Lilleberg said when the sun went down and fish were jumping for food, "you couldn't count fish fast enough … You might not see one now."
Several residents expressed concerns about restoration program activities.
Tom and Diane Gannon questioned the planting of willows which make the river less accessible.
"Somebody -- in my estimate -- is insane," Tom Gannon said, noting that at one time the program goal was to push the vegetation back.
"They did that," he said, "and now they've replanted where they pushed it back."
"Pre-dam there weren't all the willows they just planted," he said.
Describing herself as a "river lifer," Lewiston resident and County Administrative Officer Wendy Tyler said, "The river is the lifeblood of our county."
She spoke of the importance of the river for recreation and economic development, saying, "restoration is important – but it must be balanced."
Her husband, Bob Tyler, shared a concern that has come up repeatedly over the past year – that spawning gravels added to the river have filled in holes adult fish use.
Bob Tyler said he's fished along the river since childhood (the late ‘70s to early ‘80s), and "you'd come home with five salmon or two or three steelhead."
Below the Lewiston Bridge the hole was so deep, he said, "you used to be able to jump off the bridge into that hole.

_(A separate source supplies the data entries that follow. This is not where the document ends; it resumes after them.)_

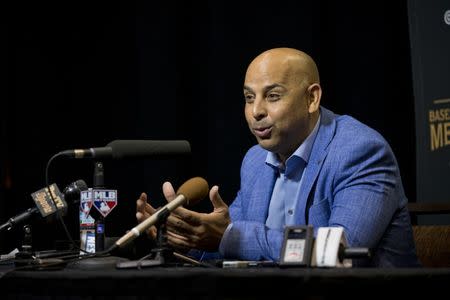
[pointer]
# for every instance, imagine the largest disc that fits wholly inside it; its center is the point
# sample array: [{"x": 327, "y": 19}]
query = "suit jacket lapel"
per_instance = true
[
  {"x": 262, "y": 193},
  {"x": 318, "y": 153}
]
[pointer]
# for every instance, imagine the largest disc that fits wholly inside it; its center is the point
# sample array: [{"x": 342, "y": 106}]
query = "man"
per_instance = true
[{"x": 310, "y": 167}]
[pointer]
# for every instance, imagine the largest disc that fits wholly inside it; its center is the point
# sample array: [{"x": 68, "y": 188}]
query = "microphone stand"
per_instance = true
[
  {"x": 163, "y": 255},
  {"x": 107, "y": 260}
]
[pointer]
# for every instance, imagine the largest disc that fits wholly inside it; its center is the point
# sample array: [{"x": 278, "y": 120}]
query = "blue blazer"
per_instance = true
[{"x": 352, "y": 180}]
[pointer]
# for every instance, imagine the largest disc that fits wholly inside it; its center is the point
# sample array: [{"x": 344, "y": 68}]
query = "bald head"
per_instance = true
[
  {"x": 290, "y": 62},
  {"x": 282, "y": 99}
]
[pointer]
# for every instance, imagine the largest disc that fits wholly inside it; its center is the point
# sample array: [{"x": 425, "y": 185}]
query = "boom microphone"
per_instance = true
[
  {"x": 190, "y": 192},
  {"x": 120, "y": 149}
]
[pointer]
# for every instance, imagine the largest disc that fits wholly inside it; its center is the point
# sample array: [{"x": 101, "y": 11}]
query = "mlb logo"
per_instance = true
[{"x": 105, "y": 200}]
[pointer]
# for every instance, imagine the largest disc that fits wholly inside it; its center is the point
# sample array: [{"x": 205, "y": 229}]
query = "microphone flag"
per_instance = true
[{"x": 45, "y": 201}]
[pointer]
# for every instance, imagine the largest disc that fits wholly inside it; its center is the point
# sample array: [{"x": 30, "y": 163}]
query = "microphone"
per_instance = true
[
  {"x": 44, "y": 203},
  {"x": 189, "y": 193},
  {"x": 120, "y": 149},
  {"x": 73, "y": 191}
]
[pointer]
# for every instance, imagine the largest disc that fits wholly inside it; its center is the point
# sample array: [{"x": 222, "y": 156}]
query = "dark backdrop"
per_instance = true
[{"x": 81, "y": 75}]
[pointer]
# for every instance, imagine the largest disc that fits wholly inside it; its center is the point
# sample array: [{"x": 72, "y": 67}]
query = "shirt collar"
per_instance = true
[{"x": 303, "y": 151}]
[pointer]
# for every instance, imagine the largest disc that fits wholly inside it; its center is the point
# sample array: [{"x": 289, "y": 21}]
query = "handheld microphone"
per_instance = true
[
  {"x": 190, "y": 192},
  {"x": 44, "y": 204},
  {"x": 120, "y": 149}
]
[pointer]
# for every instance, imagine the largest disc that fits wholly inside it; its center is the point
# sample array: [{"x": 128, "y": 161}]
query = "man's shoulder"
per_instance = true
[{"x": 256, "y": 153}]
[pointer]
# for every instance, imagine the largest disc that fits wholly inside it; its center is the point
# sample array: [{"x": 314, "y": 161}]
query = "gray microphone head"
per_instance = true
[{"x": 149, "y": 148}]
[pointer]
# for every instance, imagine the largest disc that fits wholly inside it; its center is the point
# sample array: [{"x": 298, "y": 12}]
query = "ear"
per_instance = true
[{"x": 314, "y": 96}]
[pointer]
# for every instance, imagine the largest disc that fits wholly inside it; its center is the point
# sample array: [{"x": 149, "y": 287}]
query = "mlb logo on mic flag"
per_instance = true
[{"x": 105, "y": 201}]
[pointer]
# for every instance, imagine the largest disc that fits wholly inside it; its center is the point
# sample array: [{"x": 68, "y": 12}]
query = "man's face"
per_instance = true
[{"x": 276, "y": 107}]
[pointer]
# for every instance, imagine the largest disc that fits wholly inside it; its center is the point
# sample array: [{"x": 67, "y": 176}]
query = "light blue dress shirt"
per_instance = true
[{"x": 288, "y": 183}]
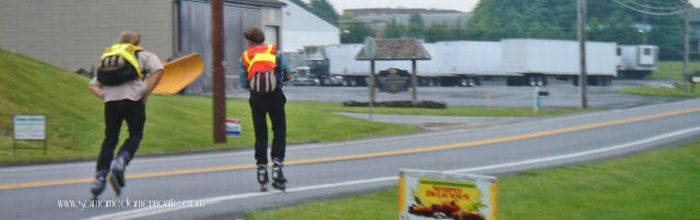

You can't do that anymore."
Others said the river is "not dead" and continues to support a variety of wildlife — particularly in comparison to other rivers.
"This is one of the best rivers left. We have a chance," said Dale Davey, who lives part time in Lewiston.
Davey said the Trinity River Record of Decision which increased Trinity River flows is the most important way to restore the river.
Under the Record of Decision river flows are determined based on water-year type, but over multiple years 49 percent of inflow to Trinity Lake is to be released to the river and 51 percent available for diversion and Central Valley Project use.
"That's the thing we can never let bury," he said. "That's what's helping recover the river and recover the fish."
"Let the water flow do it," Davey said. "Eventually, we've got to stop bulldozing and injecting gravel and say, 'We're going to stop man-ipulating the stream.'"
Regarding the river flows and the Record of Decision, Lilleberg said, "We are facing a challenge. The four biggest farms in California can crack that law."
Supporters of the river must be "rabid" about how rivers function, he said.
The audience also asked about goals of the program, what time frame the program is attempting to recapture in the river's history, and if there will be an endpoint to the mechanical restoration projects. County Sup. Judy Pflueger requested that the answers be "in terms we understand."
>From the RCD, Morris said written answers to the questions would be provided within 30 days.
Also, several more outreach meetings in communities along the river are planned. The locations, dates and times will be announced.
The outreach meetings began after the Trinity River Guide Association and California Water Impact Network requested a moratorium on channel restoration projects until a scientific review of earlier projects is complete. Gravel injections were of particular concern to the guides, and the restoration program has since announced that no gravel injections are planned for this year.